Opps... Reduce Those Denials!

The fast pace of the medical office is the ideal environment for billing errors. Patients are showing up in 15 minute intervals, the phones are constantly ringing and not to mention several walk-ins have shown up and your office staff is doing the best they can to still offer excellent customer service.
As with anything else, when times are chaotic, something will slip through the cracks or an error will be made. No matter how much you express the importance of accuracy to your medical office staff, you can’t just stop there.
Assuming that your medical claims are being billed error free is the surest way to getting denials and delayed payments. Incorporating a chart audit process in your day to day operations could be the difference between being paid as early as 10 to 14 days instead of 45 days.
The simplest way to audit charts is by creating a checklist. Be sure to include information that could cause denials or delay payments. Simple inaccuracies can make a big difference.
1.   Is the patient’s name spelled correctly?
2.   Is the patient’s date of birth and sex correct?
3.   Is the correct insurance payer entered?
4.   Is the policy number valid?
5.   Does the claim require a group number to be entered?
6.   Is the patient relationship status to the insured is accurate?
7.   Does the diagnosis code correspond with the procedure performed?
8.   Does the procedure code performed match the authorization obtained?
9.   For multiple insurances, is the primary insurance accurate for coordination of benefits?
10. Is the Physician NPI number on the claim?

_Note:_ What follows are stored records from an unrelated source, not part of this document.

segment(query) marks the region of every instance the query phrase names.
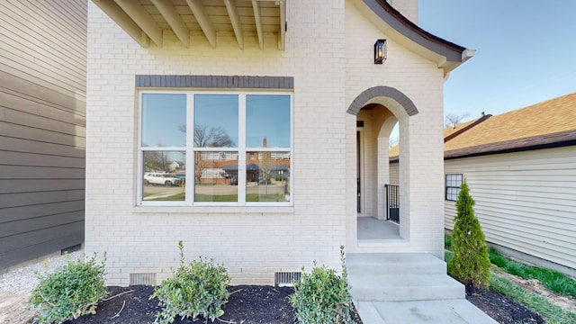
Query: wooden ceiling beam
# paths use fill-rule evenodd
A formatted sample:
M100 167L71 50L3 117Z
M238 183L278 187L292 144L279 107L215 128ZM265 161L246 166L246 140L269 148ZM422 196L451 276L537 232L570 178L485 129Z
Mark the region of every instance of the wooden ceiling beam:
M285 49L286 34L286 0L279 0L280 4L280 31L278 32L278 50Z
M264 50L264 32L262 31L262 17L260 15L260 6L256 0L252 0L252 9L254 10L254 21L256 22L256 32L258 35L258 45L260 50Z
M244 32L242 31L242 23L240 22L240 16L238 14L238 8L236 7L235 0L224 0L226 4L226 10L228 10L228 15L230 17L230 22L232 23L232 29L234 34L236 34L236 40L240 50L244 50Z
M176 10L174 5L172 5L172 2L166 0L151 0L152 4L160 12L160 14L166 22L170 25L172 31L176 35L178 40L185 46L186 48L190 47L190 32L188 31L188 27L184 22L180 14Z
M138 1L115 0L116 4L159 47L162 46L162 29Z
M186 0L186 4L192 10L192 14L194 14L194 18L198 22L200 28L202 28L204 36L210 42L212 48L216 48L216 30L214 26L210 22L208 19L208 14L206 14L206 10L204 9L204 5L202 4L202 1L198 0Z
M150 39L142 29L113 0L93 2L143 48L150 46Z

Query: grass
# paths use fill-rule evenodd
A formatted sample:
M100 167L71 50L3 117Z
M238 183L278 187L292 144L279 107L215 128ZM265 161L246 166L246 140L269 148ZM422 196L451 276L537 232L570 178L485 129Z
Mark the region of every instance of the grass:
M496 248L489 249L490 260L510 274L524 279L536 279L550 291L563 296L576 297L576 282L554 270L530 266L504 257Z
M576 313L570 312L548 302L544 297L530 292L513 282L490 275L490 289L520 302L529 310L536 311L549 324L570 324L576 322Z
M452 237L445 236L444 245L446 262L449 263L453 257L450 251ZM502 256L496 248L489 248L490 262L505 272L524 279L536 279L542 284L556 293L563 296L574 297L576 283L567 275L556 271L530 266L520 262L510 260ZM490 279L490 289L506 295L546 320L549 324L576 323L576 313L568 311L549 302L546 298L528 292L515 283L492 274Z

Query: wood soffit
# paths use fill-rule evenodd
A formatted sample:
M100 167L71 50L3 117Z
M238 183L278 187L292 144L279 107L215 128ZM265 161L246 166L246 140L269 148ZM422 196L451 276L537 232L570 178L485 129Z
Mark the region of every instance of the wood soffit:
M140 46L162 47L171 31L188 48L191 35L202 33L212 48L220 33L233 33L239 49L252 33L264 50L265 33L276 35L284 50L286 0L92 0Z

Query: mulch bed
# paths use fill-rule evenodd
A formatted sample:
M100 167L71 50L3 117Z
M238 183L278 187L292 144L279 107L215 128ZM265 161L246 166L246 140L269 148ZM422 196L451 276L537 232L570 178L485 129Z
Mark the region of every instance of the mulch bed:
M102 302L98 305L95 315L84 316L66 323L145 324L154 322L156 313L160 310L160 308L158 300L148 299L154 291L153 287L112 286L108 290L110 296L125 293ZM215 323L294 323L294 310L287 298L293 292L290 287L237 285L229 287L229 291L231 294L228 303L223 307L225 313L220 320L216 320ZM500 324L545 323L538 314L489 290L466 287L466 299ZM353 313L353 318L356 324L362 323L356 311ZM174 323L200 324L206 323L206 320L177 318Z
M493 291L466 286L466 299L500 324L546 322L524 305Z
M224 315L215 323L236 324L293 324L294 310L288 301L293 290L291 287L266 285L236 285L228 288L230 296L222 307ZM67 324L109 323L109 324L145 324L153 323L156 313L160 310L158 299L148 300L154 288L146 285L130 287L108 287L110 296L130 292L102 302L95 315L88 315ZM355 321L361 324L357 314L353 314ZM211 321L208 320L210 323ZM193 320L176 318L174 323L206 323L203 319Z

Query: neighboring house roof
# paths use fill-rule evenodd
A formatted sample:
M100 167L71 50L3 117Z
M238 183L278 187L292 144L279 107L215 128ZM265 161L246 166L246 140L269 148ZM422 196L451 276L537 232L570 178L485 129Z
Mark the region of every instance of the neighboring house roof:
M445 159L576 145L576 93L446 128L444 138Z
M444 68L445 76L474 55L473 50L467 50L424 31L384 0L355 1L360 11L387 35L436 62L438 68Z

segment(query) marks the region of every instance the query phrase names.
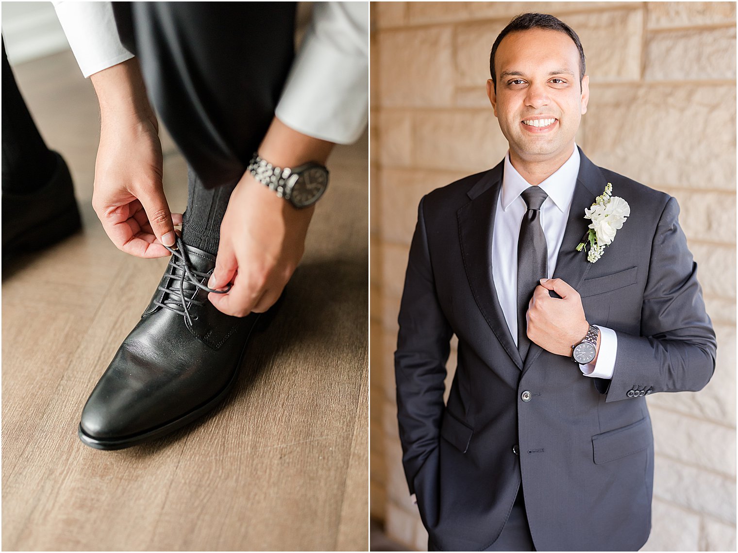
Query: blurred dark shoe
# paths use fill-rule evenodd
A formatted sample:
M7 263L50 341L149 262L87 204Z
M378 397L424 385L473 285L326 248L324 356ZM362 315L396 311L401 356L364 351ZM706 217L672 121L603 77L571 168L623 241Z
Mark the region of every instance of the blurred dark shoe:
M2 193L2 256L50 246L82 226L72 175L58 152L49 182L29 194Z
M224 315L207 299L215 258L177 237L140 321L82 411L86 444L117 450L168 434L219 403L236 380L260 314Z

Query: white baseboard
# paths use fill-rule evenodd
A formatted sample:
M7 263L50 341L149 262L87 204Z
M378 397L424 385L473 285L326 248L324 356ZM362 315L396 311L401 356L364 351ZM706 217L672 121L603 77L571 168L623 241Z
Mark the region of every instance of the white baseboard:
M4 10L2 35L8 61L22 63L49 54L69 49L69 44L62 30L51 2L27 13Z

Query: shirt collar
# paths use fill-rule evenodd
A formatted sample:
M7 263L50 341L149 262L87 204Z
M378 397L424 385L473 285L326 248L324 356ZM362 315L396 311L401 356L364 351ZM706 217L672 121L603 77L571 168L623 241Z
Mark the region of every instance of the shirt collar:
M579 174L579 148L575 144L574 151L564 165L539 185L556 206L565 213L569 210L571 199L574 197L576 176ZM512 166L510 162L510 151L508 151L505 156L505 169L503 173L503 192L500 198L503 209L507 211L512 202L530 185Z

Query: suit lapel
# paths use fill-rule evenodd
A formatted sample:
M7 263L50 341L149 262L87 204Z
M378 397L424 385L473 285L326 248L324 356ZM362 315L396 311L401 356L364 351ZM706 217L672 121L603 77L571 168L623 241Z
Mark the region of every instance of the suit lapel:
M595 198L604 191L605 185L607 184L599 168L584 156L581 148L579 156L579 173L576 177L569 216L567 218L564 238L556 258L556 270L554 272L554 278L561 278L575 289L579 289L592 266L587 261L587 254L584 251L576 251L576 247L582 241L589 226L589 221L584 219L584 209L592 205ZM523 374L538 358L542 351L540 346L531 344L531 348L525 357Z
M471 202L456 213L464 270L487 324L519 369L523 360L508 329L492 278L492 232L504 162L488 171L467 193Z

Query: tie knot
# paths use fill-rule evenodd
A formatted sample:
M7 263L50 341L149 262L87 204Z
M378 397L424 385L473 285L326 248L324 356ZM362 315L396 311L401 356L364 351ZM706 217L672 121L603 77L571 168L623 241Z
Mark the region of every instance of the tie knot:
M529 186L520 193L520 196L528 208L534 210L539 210L548 197L548 194L539 186Z

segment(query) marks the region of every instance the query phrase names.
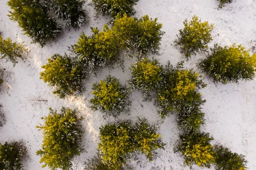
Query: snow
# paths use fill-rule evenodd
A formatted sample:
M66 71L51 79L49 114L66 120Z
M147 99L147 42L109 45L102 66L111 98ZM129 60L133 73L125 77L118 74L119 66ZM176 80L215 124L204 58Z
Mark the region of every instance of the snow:
M42 169L42 164L39 163L40 157L35 153L41 148L42 132L38 131L35 126L43 123L40 118L48 115L49 107L59 110L63 106L77 108L84 118L83 122L86 135L82 144L86 152L75 158L73 170L83 169L84 161L96 155L99 141L99 128L101 125L119 120L131 119L134 122L137 116L144 116L151 122L160 119L153 102L143 102L140 92L133 92L131 96L132 103L129 115L104 118L99 112L94 112L89 107L92 84L103 79L108 74L120 79L122 84L127 84L131 76L128 67L134 61L134 58L125 60L124 73L118 69L109 71L103 69L99 70L98 78L90 75L84 84L86 90L82 95L77 98L70 97L64 100L55 98L52 94L51 88L39 79L39 72L42 71L41 66L47 63L47 58L56 53L63 55L68 52L67 46L76 43L82 31L91 35L90 26L102 29L103 25L109 20L109 17L96 17L95 11L88 5L90 0L84 6L89 15L88 24L78 30L64 31L63 35L56 42L43 49L38 44L30 44L30 39L22 35L17 23L9 20L6 15L10 10L6 4L7 1L0 1L0 32L4 38L9 37L13 40L24 41L30 52L27 60L25 62L19 61L15 67L3 60L0 63L0 69L6 69L3 77L5 82L1 87L0 103L3 105L2 109L7 119L6 124L0 127L0 142L21 140L25 142L30 156L23 162L25 169ZM160 55L155 57L163 64L169 60L175 65L182 59L181 55L173 45L173 41L178 30L183 27L183 21L186 18L190 20L195 14L202 21L215 24L212 34L214 40L209 46L215 43L229 46L233 43L241 44L247 49L256 46L256 0L235 0L222 9L218 9L217 7L215 0L140 0L135 6L137 12L135 16L139 18L148 14L152 18L157 17L158 22L163 23L162 30L166 34L161 41ZM192 56L185 62L185 66L197 69L197 63L203 57L200 54ZM203 107L206 125L201 130L213 136L212 144L219 143L233 152L245 155L248 161L248 170L256 170L256 80L240 81L238 84L219 84L215 86L207 77L203 79L208 85L200 90L203 98L207 100ZM48 101L35 102L29 100L34 97ZM174 146L180 132L177 129L174 115L165 119L159 132L167 144L165 150L159 150L159 157L149 162L145 156L140 156L137 160L131 160L128 163L134 166L135 170L189 170L184 164L180 155L173 153ZM193 169L207 168L194 166Z

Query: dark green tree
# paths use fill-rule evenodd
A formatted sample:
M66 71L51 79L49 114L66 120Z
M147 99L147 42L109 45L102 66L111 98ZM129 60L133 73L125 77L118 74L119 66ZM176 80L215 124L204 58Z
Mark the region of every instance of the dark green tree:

Another more unpleasant possibility is that a claim will be denied as “fails to meet medical necessity”. In this case, just like the former examples, the specifics of the denial are of the utmost importance. When you are certain of the specific reasons for denial there are five simple steps you can take to appeal a medical necessity denial.
1.   First, make certain all information is correct and clear.
2.   Obtain specific plan information as it relates to this diagnosis, treatment plan, or procedure.
3.   Familiarize yourself with the appeal process for the specific insurance or payer you are submitting the appeal to.
4.   Verify the updated medical necessity guidelines according to the payer’s policy.
5.   Be prepared to prove, through documentation, the reason(s) that this procedure should be considered medically necessary through case studies, scientific evidence, and common practice for your specialty and locale.
While a denial is frustrating for the physician, the clinic, the staff, or the facility, remember that it is especially frustrating for the patient. Keeping in contact with the patient regarding the progress of the claim is very helpful in soothing jangled nerves and keeping dissatisfaction at bay. A level head prevails in all matters related to insurance carriers and their policies. Knowing the claim specifics, following up in a timely and consistent manner shows the payer that you are dedicated to the positive resolution of the claim for your office and your patient. The word to the wise is “documentation”. Always document whom you spoke with, the date, the time, their title, and the outcome of the conversation.